### About SARIMA

SARIMA = Seasonal AutoRegressive Integrated Moving Average

Seasonal: Is like it sounds, this is the seasonality contribution to the model

Autoregressive: Autoregression is when the variable you are interested in is forecasted using a linear combination of past values. Essentially, it is a regression against itself. Autocorrelation and partial autocorrelation are used to find optimal p values. Autocorrelation will consider the effect of a variable in the past, and effects of other variables on it. Partial autocorrelation will only measure the direct values between current and past values.

Integrated: Integration is the differencing applied to data to check the mean and variance. A dickery-fuller test is run on the data to make it stationary, or level, and check for the aformentioned mean and variance. 

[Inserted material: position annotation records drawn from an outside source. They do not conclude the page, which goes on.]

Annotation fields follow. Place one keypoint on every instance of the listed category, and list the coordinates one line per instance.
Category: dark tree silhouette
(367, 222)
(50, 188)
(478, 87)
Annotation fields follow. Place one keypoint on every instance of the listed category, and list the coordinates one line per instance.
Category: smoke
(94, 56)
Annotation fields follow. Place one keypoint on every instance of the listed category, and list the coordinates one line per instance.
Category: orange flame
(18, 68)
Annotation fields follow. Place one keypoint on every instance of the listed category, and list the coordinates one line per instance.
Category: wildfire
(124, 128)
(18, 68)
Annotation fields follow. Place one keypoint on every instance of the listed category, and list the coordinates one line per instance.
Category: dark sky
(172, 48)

Moving Average: Moving average is a regression-like past-error model. The error can only be found after fitting the model, and it represents the random deviations between the variable and the model. 

### Pipeline details:

The decomposition will give hints as to the p,q values, where p represents autoregression and q represents the moving average. ACF (aucorrelation) and PACF (partial autocorrelation) tests are good to find potential p values. The adfuller test will tell whether the data is stationary (p-value < .05 & adf > critical value), or needs diffing (p-value >= .05).

The test-train split ratio is 80:20


(p, d, q) represents the non-seasonal part of the model

(P, D, Q, m) represents the seasonal part of the model - where P, D, Q can be found from the same parts as the non-season section, and m is the observation frequency (1 hour in this particular case). 

### Notes, Limitations, and Discussion:

My local machine doesn't have the RAM to run this as of now, hence why the p, q, d and P, Q, D values are currently blank. They will be filled once the appropriate values are found.

To further my understanding (and also just general curiosity) I think I'm going to run the model as is without the test-train split by commenting it out- and while it is running on the distributed computing cluster, I will update this with the actual test-train split. 

Weaknesses: the main weakness from this model will probably come from the amount of data that was thrown away (>90%), and the amount of data that was generated using the Interpolate Refill Sample method. There was ~186,000 values before the resampling, and ~334,000 values after. Only ~55% of the total data is original. This could potentially be improved by predicting the gaps using previous data, as opposed to a resampling method.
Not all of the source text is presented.